A few days ago we were recording some stuff. It's not like it's sometimes portrayed on film/TV with the whole band playing at all at once. It's technically possible to do it that way if you have an enormous budget and an army of technicians but for the most part it's much easier to concentrate on one part at a time. First one records the drums, then the bass, then the rhythm guitars. This then give a nice firm foundation for lead guitars, violins, synths and whatever complicated stuff to be recorded on, and then we put the vocals in.
High budget set-ups have a separate recording booths and control rooms. Our cheapo set-up relies on double glazed French windows on both sides of the extension, the near-silent nature of the salvaged Dell powering the studio, remembering to turn the monitors off during recording, minimising the number of people in the recording room and a lot of patience.
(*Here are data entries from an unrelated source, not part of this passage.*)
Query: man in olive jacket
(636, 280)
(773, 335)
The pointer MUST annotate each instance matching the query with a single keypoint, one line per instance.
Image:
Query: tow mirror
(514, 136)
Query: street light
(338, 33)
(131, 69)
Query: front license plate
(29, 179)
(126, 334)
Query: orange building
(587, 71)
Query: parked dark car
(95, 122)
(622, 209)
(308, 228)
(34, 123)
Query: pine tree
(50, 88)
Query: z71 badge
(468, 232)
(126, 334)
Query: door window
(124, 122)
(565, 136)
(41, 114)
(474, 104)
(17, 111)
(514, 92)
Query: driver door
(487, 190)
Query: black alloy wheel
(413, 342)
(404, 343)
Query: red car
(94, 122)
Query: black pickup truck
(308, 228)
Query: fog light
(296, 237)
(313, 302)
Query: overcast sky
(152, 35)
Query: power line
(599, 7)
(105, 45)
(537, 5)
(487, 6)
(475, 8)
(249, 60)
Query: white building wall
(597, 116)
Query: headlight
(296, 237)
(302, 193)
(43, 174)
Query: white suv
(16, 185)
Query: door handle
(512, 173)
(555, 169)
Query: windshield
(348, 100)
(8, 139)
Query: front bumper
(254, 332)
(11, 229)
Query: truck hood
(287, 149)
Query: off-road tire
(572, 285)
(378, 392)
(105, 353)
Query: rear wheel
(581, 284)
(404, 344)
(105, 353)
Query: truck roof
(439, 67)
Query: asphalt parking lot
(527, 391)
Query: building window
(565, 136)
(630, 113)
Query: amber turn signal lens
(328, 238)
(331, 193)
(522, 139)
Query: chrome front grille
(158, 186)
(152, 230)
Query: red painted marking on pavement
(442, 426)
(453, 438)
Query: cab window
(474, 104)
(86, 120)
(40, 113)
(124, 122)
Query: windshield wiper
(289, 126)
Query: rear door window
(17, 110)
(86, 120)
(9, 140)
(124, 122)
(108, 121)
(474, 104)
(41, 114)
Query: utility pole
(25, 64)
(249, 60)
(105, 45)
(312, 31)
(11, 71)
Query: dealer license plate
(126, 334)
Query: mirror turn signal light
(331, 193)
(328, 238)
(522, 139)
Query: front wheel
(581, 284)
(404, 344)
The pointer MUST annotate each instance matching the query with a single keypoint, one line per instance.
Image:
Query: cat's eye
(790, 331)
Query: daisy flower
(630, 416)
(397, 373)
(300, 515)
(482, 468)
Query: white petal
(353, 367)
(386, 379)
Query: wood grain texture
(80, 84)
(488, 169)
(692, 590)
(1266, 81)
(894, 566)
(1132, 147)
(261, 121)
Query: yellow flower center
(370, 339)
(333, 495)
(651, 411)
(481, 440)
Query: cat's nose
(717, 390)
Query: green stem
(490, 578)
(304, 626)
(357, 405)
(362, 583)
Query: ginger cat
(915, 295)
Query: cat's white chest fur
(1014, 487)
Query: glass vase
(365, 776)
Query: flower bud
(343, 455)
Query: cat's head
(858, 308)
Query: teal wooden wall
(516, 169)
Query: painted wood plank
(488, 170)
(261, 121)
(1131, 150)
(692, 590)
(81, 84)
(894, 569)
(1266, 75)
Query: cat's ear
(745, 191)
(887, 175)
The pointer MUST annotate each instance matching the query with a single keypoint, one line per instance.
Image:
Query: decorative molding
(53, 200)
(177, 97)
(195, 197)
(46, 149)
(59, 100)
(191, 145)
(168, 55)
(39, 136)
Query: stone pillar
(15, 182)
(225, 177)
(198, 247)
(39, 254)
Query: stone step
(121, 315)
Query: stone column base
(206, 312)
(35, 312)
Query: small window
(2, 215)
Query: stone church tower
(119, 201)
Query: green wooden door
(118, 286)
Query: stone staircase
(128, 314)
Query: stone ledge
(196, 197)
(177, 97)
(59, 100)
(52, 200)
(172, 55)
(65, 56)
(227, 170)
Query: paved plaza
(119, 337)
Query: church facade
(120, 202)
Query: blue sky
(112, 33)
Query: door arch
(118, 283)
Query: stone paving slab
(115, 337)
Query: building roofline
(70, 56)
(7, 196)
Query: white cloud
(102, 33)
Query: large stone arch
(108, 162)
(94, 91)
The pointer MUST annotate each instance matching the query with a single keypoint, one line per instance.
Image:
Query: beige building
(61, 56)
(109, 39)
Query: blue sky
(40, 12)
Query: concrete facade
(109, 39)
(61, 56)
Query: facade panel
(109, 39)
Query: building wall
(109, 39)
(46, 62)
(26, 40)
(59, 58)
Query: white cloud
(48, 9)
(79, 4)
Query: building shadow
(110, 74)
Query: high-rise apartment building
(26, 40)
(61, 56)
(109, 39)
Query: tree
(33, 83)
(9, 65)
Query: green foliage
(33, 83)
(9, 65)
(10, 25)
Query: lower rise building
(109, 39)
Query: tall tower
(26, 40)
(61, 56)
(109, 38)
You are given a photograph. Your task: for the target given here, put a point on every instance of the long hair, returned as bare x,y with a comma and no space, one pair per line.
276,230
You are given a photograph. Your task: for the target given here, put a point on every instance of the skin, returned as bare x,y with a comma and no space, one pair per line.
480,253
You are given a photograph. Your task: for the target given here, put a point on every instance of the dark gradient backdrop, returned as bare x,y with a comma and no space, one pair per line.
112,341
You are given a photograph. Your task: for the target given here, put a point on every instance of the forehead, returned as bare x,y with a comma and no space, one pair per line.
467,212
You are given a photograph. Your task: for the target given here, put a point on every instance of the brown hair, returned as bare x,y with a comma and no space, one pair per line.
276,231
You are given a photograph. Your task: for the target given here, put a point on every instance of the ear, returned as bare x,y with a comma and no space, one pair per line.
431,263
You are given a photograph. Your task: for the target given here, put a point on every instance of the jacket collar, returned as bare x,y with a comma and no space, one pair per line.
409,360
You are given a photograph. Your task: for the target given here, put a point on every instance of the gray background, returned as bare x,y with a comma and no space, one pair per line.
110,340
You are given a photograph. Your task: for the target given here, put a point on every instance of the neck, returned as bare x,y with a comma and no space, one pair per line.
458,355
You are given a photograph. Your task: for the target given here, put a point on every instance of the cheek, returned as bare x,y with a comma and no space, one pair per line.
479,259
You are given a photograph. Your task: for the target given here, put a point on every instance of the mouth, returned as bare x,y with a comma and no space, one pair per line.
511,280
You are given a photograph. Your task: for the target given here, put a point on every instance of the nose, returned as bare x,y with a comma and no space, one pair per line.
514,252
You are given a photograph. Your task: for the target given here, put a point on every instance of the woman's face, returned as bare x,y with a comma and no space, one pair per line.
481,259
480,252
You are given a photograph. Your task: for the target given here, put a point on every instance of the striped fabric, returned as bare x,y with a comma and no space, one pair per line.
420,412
We made the following observations:
- It's very easy to forget to arm some part of the recording chain.
- Your lead guitarist will always be busy playing Diablo II when he's needed.
- Deprived of a musical instrument to hold, comic actions are required when doing backing vocals.
- a large number of takes (usually of main vocal parts) will feature someone wandering in and knocking something over, usually during the silent parts of the best takes
- almost every take ends in a declaration of the number of screwups the performer made, followed by quick agreement or a raise by anyone else within earshot.
- we really should keep a (video) camera handy to capture the scenes that have to be seen to be believed.